Alex lo hizo y la hermana Anne empezó a sacudir la cabeza.
– Es imposible que Bailey haya abandonado a la niña. Hope era toda su vida. -Suspiró-. Hope le salvó la vida.
– Así, ¿Bailey empezó a acudir aquí con regularidad cuando dejó las drogas? -quiso saber Daniel.
– Sí. Aquí y al centro de metadona que hay más arriba, en esta misma calle. Claro que eso ya ha pasado a la historia. Llevo treinta años viendo a drogadictos que van y vienen. Sé reconocer quién es capaz de dejarlo y quién no, y Bailey era capaz. Venir aquí todas las semanas era su forma de conservar la sensatez, de hacerle recordar quién era para no volver a caer. Estaba forjando un porvenir para ella y para su hija. Por nada del mundo habría abandonado a Hope. -Se mordió el labio, indecisa-. ¿Ha hablado con el padre?
– ¿Con el padre de Hope? -preguntó Alex, vacilante.
– No. -La hermana Anne miró a Alex con perspicacia-. Con el de Bailey.
Alex se puso tensa y Daniel notó que el desánimo que sentía se había convertido en miedo.
– ¿Alex? -musitó tras ella-. ¿Se encuentra bien?
Ella hizo un brusco gesto de asentimiento.
– No, no he hablado con su padre. -Su tono era frío, cauteloso, y Daniel ya sabía que eso significaba que tenía miedo-. ¿Sabe dónde está?
La hermana Anne exhaló un profundo suspiro.
– Por ahí, en alguna parte. Bailey no tira la toalla y sigue esperando que cambie y regrese a casa. Sé que pasa horas y horas buscándolo por todos los rincones de la ciudad. -Dirigió a Alex una mirada de soslayo-. Aún vive en la antigua casa de Dutton, aguardando a que regrese.
Alex se puso aún más tensa; se sentía más asustada. Daniel dio rienda suelta a las ganas de tocarla que había estado reprimiendo desde que la mirara a los ojos en la sala de estar de su casa. Necesitaba volver a conectar con ella, hacerle saber que estaba allí, que no estaba sola y que no tenía nada que temer. Posó las manos en sus hombros y la atrajo hacia sí con suavidad hasta que ella se apoyó en él.
– Odio esa casa -susurró.
– Ya lo sé -susurró él a su vez. Y de verdad lo sabía. Sabía a lo que se refería al decir «esa casa» y lo que allí había ocurrido. Daniel había leído los artículos que Luke había impreso y sabía lo de la madre de Alex; que había puesto fin a su vida disparándose en la cabeza con un 38, que Alex había encontrado su cadáver. Todo el mismo día en que descubrieron el cuerpo de Alicia.

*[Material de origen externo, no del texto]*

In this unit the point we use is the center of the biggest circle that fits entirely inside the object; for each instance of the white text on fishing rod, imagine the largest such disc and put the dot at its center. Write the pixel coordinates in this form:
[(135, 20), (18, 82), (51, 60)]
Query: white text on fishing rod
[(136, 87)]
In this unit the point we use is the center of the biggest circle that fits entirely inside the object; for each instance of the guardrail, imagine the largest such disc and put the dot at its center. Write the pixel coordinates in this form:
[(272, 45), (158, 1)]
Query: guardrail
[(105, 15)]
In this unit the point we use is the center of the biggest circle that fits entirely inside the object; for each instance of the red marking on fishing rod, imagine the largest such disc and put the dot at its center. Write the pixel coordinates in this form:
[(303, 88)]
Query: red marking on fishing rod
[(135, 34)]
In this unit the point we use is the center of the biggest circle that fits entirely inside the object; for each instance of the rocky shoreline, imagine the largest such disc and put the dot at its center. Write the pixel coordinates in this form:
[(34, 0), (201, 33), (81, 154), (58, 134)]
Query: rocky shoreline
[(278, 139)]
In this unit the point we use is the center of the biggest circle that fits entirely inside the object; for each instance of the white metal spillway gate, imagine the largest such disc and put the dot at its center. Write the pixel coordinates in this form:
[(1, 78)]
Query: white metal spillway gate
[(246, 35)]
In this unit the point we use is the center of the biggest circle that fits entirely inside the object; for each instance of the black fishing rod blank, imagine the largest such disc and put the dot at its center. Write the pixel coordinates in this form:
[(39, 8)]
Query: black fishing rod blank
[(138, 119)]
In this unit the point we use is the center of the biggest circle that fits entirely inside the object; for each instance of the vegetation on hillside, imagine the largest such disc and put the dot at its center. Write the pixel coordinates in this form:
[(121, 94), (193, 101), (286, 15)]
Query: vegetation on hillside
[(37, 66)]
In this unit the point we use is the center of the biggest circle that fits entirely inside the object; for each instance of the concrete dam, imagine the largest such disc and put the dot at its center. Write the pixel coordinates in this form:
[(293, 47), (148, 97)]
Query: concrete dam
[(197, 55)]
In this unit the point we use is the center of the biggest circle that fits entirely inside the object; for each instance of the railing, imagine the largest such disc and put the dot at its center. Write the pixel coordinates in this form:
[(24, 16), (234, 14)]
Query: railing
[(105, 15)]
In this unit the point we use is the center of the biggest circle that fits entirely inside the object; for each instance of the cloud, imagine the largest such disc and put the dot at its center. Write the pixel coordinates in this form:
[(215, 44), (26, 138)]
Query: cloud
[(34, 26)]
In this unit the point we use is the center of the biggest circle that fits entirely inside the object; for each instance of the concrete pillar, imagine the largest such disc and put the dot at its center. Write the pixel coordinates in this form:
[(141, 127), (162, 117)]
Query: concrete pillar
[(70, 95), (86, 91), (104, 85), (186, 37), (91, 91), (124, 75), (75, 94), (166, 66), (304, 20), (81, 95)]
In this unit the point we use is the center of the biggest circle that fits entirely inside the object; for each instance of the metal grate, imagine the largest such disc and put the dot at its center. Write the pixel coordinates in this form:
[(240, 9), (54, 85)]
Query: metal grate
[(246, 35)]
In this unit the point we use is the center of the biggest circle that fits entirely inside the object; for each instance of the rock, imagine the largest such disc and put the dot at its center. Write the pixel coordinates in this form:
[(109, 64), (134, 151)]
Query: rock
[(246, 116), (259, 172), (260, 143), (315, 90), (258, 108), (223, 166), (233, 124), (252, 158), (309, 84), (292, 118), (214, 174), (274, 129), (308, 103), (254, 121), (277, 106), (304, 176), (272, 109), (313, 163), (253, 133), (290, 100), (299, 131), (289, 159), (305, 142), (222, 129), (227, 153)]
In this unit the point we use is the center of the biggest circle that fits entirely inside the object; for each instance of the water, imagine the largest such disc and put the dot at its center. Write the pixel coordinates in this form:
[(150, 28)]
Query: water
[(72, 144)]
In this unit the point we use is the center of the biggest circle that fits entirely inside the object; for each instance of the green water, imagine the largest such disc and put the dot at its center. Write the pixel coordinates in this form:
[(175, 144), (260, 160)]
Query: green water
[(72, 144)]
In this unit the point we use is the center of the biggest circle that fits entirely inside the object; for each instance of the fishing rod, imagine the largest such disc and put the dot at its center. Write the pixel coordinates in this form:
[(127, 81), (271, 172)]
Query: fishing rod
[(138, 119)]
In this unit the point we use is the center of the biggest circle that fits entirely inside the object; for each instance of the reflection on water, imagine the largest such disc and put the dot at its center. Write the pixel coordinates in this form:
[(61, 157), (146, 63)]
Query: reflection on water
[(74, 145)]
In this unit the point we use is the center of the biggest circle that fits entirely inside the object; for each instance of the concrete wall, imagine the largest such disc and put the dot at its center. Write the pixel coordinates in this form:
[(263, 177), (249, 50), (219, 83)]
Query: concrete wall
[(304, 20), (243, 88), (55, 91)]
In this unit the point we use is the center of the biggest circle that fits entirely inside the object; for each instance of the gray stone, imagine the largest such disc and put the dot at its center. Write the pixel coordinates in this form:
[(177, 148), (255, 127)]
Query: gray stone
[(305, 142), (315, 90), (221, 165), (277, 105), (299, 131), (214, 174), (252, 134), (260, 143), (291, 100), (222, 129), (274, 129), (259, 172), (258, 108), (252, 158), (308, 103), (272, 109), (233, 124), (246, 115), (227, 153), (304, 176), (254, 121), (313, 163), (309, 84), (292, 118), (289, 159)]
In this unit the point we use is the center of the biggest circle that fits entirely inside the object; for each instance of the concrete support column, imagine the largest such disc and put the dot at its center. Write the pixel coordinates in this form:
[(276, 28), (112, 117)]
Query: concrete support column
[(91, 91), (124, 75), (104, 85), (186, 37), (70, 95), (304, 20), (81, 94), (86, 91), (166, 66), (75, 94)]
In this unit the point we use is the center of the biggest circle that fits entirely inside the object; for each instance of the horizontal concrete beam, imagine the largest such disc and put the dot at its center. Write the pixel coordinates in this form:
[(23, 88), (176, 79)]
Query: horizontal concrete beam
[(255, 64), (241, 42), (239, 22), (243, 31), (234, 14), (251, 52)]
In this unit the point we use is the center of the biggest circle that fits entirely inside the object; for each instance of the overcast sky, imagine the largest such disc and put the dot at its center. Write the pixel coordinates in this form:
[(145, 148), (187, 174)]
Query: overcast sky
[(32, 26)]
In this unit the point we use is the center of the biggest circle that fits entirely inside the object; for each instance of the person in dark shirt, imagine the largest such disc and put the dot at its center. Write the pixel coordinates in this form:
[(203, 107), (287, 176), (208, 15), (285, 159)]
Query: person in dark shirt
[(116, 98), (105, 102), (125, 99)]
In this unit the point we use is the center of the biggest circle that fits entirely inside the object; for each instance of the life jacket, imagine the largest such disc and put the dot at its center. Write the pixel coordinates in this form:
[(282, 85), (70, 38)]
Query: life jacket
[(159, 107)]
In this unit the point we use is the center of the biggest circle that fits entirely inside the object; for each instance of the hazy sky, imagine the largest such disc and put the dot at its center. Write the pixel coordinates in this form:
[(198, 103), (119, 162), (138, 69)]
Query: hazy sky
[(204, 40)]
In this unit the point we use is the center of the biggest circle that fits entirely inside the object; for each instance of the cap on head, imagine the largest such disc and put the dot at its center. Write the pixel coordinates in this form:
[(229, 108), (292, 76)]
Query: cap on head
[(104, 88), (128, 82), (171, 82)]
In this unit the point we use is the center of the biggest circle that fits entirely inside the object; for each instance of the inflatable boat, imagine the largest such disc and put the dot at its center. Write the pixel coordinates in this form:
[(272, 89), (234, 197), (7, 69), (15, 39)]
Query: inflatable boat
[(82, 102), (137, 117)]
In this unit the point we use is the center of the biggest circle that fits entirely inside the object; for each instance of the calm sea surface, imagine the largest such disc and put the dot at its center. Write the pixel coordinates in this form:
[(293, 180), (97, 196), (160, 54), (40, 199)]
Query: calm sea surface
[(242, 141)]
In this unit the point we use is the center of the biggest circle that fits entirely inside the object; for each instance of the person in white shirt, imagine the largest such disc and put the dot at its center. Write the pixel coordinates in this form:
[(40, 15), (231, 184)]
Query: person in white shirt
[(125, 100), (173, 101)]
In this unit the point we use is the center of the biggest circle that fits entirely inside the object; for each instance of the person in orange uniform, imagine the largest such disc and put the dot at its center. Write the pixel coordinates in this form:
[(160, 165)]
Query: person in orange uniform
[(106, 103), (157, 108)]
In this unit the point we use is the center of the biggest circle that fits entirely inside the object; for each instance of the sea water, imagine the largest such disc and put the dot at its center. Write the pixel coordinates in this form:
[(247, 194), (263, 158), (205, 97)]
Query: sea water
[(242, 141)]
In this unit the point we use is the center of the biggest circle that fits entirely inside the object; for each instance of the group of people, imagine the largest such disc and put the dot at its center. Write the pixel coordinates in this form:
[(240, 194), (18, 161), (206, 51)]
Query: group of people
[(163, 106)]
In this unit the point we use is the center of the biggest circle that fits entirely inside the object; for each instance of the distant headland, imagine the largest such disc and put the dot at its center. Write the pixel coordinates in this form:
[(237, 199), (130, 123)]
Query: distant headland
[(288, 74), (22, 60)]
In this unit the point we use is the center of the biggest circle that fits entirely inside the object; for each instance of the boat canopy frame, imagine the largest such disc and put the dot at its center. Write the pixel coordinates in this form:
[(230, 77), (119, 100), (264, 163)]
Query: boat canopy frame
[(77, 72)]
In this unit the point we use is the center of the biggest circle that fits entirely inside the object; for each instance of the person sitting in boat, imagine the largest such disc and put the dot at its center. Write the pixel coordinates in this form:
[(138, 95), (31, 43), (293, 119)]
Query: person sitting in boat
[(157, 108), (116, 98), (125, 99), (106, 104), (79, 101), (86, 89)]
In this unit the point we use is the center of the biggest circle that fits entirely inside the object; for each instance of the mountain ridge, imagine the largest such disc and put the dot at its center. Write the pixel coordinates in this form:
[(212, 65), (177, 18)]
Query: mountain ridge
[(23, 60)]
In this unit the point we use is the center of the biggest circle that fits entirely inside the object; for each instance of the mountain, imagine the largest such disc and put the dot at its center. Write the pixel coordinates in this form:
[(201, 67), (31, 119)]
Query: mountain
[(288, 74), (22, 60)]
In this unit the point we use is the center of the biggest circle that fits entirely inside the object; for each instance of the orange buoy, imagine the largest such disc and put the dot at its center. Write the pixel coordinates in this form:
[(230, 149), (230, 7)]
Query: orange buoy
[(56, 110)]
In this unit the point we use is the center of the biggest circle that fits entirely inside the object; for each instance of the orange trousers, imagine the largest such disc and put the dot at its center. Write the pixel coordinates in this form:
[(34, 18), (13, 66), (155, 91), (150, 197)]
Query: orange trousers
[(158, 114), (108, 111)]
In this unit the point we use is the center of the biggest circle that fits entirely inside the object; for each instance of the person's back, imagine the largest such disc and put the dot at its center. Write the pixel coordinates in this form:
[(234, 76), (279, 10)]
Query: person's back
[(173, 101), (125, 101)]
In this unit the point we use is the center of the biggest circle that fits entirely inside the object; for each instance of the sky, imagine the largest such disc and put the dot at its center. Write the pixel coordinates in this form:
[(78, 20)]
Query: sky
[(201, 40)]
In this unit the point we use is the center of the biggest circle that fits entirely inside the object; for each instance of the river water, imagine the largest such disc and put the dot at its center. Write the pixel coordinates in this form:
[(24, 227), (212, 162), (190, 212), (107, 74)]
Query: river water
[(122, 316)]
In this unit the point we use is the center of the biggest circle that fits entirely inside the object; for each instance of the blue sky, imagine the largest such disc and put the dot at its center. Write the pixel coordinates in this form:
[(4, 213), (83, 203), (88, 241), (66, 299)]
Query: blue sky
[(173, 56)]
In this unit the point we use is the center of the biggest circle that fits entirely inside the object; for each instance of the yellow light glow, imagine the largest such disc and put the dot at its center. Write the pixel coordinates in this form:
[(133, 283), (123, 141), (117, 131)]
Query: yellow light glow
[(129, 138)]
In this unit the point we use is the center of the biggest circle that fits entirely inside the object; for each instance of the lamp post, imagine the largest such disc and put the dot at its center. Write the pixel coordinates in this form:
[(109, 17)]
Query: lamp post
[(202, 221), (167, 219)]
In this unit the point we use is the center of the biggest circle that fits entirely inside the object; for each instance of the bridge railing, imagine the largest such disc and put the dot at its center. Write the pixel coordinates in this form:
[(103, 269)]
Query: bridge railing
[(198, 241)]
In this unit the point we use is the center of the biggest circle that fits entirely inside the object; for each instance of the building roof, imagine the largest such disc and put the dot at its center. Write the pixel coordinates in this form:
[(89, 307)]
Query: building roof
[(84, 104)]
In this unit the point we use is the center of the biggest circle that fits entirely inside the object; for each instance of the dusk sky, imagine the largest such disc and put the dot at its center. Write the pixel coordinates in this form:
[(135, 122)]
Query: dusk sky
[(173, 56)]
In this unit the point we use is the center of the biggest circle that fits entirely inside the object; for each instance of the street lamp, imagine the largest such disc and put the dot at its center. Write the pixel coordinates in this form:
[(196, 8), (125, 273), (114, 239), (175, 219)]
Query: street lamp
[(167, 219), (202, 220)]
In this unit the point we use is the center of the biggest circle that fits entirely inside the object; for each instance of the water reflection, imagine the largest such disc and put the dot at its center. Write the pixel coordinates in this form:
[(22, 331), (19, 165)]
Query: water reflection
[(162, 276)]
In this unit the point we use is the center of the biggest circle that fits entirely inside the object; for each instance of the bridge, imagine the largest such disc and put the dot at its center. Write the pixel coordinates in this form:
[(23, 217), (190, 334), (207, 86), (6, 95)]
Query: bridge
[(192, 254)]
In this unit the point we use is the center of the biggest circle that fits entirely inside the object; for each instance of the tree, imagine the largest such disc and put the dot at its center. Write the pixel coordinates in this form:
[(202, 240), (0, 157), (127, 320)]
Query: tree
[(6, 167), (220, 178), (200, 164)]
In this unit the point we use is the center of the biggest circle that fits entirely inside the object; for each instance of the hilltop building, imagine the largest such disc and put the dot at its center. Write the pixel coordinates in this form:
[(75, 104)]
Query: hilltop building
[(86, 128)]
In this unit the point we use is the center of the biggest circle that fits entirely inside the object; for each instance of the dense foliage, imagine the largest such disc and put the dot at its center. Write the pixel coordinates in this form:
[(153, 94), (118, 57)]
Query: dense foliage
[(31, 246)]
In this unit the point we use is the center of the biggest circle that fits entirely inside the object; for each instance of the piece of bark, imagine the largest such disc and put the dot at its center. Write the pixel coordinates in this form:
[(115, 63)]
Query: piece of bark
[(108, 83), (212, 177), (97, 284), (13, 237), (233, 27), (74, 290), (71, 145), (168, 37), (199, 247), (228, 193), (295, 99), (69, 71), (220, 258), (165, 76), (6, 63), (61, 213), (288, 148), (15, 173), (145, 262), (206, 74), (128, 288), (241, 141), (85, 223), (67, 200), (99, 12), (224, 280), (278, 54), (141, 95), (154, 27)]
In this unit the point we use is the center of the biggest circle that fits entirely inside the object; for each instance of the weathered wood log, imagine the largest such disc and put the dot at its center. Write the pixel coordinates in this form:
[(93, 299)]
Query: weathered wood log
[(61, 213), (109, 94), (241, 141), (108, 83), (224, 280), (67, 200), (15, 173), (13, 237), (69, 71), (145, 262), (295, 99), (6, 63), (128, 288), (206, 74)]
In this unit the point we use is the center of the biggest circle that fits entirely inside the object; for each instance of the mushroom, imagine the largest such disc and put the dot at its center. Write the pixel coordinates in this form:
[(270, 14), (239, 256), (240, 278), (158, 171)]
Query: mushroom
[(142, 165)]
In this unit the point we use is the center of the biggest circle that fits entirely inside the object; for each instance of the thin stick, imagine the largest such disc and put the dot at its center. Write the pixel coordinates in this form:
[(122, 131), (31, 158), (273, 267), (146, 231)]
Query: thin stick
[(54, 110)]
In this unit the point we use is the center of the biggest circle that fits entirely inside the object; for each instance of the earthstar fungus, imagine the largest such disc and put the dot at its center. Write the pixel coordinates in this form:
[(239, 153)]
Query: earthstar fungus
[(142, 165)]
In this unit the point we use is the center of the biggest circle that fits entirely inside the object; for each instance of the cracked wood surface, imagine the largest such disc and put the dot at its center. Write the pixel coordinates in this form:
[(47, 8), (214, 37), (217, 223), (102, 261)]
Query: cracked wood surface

La hermana Anne escrutaba a Alex.
– Bailey también la odia, querida. Pero sigue esperando que su padre regrese.
Alex se había echado a temblar y Daniel la aferró con más fuerza.
– ¿Ha regresado alguna vez?
– No. Por lo menos a mí no me lo ha dicho.
Alex irguió los hombros y se apartó lo suficiente para dejar de apoyarse en él.
– Gracias, hermana. Si tiene noticias, ¿me avisará? -Rasgó una esquina de la hoja en la que aparecía impresa la fotografía de Bailey y anotó en ella su nombre y su número de móvil-. Ah, y ¿puede hablar con Hope? Nosotras no hemos sido capaces de hacerla reaccionar.